0.4

18 12 0
                                    

Rayyan mengerutkan kedua alisnya ketika membaca beberapa dokumen tentang apa yang harus ia lakukan jika menjadi Reyghan.

Bernada keras dalam berbicara, tidak pernah meminta maaf, ketua geng motor Bharata, tidak pernah tertarik belajar dan selalu peringkat urutan ke tiga dari peringkat terakhir. Tunggu ....

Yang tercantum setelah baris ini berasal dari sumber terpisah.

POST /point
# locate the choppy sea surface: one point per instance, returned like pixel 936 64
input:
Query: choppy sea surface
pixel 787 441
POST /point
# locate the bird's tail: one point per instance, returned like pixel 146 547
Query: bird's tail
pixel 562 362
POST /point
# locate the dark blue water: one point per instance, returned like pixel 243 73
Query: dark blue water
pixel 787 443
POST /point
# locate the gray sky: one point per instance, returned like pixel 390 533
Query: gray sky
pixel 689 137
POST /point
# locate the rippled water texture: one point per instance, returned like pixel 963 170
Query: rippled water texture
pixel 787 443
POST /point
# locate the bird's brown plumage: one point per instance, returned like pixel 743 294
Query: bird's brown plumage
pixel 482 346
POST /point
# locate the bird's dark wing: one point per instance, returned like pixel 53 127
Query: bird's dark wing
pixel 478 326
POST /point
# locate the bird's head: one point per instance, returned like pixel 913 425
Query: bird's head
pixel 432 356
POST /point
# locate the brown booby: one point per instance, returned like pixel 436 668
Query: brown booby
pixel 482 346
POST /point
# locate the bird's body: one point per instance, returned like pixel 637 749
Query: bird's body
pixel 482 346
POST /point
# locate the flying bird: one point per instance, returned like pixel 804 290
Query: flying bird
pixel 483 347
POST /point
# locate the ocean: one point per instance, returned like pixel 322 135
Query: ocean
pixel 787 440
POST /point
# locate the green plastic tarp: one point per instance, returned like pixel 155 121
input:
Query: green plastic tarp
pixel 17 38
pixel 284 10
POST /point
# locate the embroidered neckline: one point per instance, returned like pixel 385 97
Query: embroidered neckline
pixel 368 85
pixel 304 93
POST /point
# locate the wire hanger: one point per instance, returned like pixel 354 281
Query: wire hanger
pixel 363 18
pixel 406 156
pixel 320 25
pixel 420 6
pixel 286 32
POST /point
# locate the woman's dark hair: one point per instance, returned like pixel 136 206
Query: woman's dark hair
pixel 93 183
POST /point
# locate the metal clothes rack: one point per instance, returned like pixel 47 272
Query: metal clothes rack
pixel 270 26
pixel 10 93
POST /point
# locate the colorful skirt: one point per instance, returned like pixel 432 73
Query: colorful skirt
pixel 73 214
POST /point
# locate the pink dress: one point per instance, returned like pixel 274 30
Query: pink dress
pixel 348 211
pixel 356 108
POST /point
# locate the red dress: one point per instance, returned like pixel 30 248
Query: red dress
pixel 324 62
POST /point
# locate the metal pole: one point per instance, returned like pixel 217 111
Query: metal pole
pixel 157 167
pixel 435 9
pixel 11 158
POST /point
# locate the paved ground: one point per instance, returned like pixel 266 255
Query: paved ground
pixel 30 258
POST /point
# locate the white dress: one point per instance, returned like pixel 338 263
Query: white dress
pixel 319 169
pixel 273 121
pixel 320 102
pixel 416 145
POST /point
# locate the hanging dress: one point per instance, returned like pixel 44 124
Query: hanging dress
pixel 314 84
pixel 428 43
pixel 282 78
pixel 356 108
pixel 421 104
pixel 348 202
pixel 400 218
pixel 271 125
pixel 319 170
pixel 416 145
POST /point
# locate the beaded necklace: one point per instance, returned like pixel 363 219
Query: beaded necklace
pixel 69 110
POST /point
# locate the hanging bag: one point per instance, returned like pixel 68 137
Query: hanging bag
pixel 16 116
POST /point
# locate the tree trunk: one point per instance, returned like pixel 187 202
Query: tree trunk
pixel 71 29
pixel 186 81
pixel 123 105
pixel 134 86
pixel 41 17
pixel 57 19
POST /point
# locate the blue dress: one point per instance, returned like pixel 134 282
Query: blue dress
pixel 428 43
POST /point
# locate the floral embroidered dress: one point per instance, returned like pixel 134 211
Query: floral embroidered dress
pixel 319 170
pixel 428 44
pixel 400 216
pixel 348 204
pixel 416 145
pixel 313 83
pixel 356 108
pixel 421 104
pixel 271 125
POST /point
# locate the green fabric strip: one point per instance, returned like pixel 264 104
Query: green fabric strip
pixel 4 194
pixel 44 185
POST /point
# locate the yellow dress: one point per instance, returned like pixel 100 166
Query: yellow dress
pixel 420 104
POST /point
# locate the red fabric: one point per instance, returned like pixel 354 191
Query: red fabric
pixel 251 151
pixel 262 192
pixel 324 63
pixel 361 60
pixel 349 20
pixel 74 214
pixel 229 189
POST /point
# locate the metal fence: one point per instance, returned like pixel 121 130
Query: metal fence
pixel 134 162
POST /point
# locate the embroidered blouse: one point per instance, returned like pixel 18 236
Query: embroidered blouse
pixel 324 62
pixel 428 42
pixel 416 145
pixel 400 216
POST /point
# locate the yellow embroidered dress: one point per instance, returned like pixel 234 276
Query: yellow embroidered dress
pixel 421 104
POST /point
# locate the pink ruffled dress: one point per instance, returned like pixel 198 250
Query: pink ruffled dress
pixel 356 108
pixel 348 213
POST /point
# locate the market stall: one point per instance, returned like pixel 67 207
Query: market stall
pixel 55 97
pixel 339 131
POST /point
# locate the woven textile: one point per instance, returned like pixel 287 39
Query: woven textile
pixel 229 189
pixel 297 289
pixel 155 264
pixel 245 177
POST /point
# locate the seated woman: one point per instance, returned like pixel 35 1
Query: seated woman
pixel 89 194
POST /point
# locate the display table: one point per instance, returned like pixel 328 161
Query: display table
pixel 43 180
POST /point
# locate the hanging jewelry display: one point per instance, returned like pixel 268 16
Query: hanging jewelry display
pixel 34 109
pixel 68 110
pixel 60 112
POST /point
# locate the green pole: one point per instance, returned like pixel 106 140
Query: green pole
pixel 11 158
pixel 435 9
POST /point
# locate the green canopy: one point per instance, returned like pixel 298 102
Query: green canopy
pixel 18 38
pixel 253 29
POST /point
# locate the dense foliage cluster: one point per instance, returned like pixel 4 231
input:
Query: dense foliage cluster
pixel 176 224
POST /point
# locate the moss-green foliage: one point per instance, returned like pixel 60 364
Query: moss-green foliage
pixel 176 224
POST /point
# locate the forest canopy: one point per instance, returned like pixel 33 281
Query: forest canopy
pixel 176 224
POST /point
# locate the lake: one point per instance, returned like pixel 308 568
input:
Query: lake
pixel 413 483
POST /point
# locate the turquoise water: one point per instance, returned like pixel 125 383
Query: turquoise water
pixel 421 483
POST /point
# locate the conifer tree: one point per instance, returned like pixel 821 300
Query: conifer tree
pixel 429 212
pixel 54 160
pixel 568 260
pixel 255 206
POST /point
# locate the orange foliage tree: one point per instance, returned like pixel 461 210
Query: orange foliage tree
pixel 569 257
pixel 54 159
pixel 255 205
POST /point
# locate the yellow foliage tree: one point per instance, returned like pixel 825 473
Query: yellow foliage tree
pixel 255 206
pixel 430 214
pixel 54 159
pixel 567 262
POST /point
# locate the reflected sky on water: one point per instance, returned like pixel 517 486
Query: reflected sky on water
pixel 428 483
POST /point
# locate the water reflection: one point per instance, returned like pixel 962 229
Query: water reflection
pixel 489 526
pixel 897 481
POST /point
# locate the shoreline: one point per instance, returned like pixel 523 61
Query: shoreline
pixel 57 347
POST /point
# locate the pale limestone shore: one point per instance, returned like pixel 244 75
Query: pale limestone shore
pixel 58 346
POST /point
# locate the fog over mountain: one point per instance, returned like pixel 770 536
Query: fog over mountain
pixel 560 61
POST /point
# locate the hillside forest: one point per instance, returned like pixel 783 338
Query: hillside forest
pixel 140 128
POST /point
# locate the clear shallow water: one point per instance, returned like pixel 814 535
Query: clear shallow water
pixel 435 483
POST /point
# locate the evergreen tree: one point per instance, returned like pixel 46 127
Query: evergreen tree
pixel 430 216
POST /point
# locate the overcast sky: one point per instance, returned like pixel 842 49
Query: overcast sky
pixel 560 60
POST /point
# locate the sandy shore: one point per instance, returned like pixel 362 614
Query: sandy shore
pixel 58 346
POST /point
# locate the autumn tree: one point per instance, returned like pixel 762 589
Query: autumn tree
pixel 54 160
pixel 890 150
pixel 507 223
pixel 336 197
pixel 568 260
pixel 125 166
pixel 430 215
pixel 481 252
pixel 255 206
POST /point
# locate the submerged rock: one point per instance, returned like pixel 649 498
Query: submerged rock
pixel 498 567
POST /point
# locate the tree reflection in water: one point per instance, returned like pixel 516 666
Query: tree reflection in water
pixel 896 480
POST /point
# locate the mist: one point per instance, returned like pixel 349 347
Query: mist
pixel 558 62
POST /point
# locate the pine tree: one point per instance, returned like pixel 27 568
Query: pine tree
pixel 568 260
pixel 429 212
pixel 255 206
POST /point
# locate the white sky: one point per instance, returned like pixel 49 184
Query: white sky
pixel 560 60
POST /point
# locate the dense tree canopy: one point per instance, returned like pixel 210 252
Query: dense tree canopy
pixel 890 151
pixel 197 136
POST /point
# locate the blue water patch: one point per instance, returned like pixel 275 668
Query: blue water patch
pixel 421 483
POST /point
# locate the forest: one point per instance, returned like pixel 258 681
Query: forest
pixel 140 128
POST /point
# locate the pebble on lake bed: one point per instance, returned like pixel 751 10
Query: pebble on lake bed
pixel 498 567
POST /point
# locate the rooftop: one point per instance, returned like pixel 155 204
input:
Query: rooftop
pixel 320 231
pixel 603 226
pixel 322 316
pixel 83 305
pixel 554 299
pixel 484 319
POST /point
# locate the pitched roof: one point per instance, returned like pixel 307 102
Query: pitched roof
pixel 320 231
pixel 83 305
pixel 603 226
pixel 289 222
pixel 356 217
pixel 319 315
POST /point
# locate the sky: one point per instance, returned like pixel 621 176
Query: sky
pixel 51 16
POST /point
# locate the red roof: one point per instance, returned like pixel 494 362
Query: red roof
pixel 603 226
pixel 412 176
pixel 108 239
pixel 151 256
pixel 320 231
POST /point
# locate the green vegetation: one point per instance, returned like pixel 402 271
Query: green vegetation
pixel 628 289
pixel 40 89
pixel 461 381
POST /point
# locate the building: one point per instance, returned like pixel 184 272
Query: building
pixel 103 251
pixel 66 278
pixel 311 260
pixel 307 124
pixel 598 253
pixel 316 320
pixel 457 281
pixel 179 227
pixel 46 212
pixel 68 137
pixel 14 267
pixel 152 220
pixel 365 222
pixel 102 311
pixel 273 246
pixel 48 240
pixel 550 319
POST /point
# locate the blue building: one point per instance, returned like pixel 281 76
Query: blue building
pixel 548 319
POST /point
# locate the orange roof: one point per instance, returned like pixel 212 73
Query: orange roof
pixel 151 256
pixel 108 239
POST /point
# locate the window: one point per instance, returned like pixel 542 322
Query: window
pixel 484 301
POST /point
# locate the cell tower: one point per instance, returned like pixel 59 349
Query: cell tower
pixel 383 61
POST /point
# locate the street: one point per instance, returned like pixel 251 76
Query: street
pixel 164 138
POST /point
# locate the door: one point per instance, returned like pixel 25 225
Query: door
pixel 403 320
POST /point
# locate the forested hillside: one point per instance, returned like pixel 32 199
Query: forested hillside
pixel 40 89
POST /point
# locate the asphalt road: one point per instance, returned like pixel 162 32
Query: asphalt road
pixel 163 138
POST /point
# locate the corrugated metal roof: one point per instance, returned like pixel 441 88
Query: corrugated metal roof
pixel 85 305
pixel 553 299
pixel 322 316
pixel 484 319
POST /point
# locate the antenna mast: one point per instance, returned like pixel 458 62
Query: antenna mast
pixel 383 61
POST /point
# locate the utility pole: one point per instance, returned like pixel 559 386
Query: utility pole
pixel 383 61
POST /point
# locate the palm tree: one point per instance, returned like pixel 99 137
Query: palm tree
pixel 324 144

"Apa Reyghan bodoh?" tanya Rayyan. "Apa dia selalu peringkat terakhir?"

Tio hampir tersedak saat meminum kopi buatan Eny. "Begitulah."

Sedangkan Rendy sedikit menahan tawanya. "Tidak, ada dua siswa lagi yang lebih akhir dari Reyghan."

"Bukankah itu sama saja kalau dia bodoh?"

"Iya, itu akan memudahkanmu. Kamu tidak perlu belajar di sana, dan jalani kehidupan bebas Reyghan saja," ucap Tio seraya meletakan cangkirnya di atas pisin.

"Tapi aku nggak mau kalau harus meninggalkan belajar. Mungkin selama tiga bulan aku jadi Reyghan, tapi setelah itu? Aku akan jadi diriku sendiri. Jika aku nggak belajar, akan susah nantinya mengejar pelajaran yang tertinggal dan aku akan kehilangan beasiswaku nanti."

Tio menghela napas. Ia melihat 180 derajat perbedaan kedua putranya. Reyghan dibesarkan dengan kehidupan bebas, sedangkan Rayyan dibesarkan dengan tekanan beasiswa yang mengharuskannya bekerja lebih keras dalam belajar.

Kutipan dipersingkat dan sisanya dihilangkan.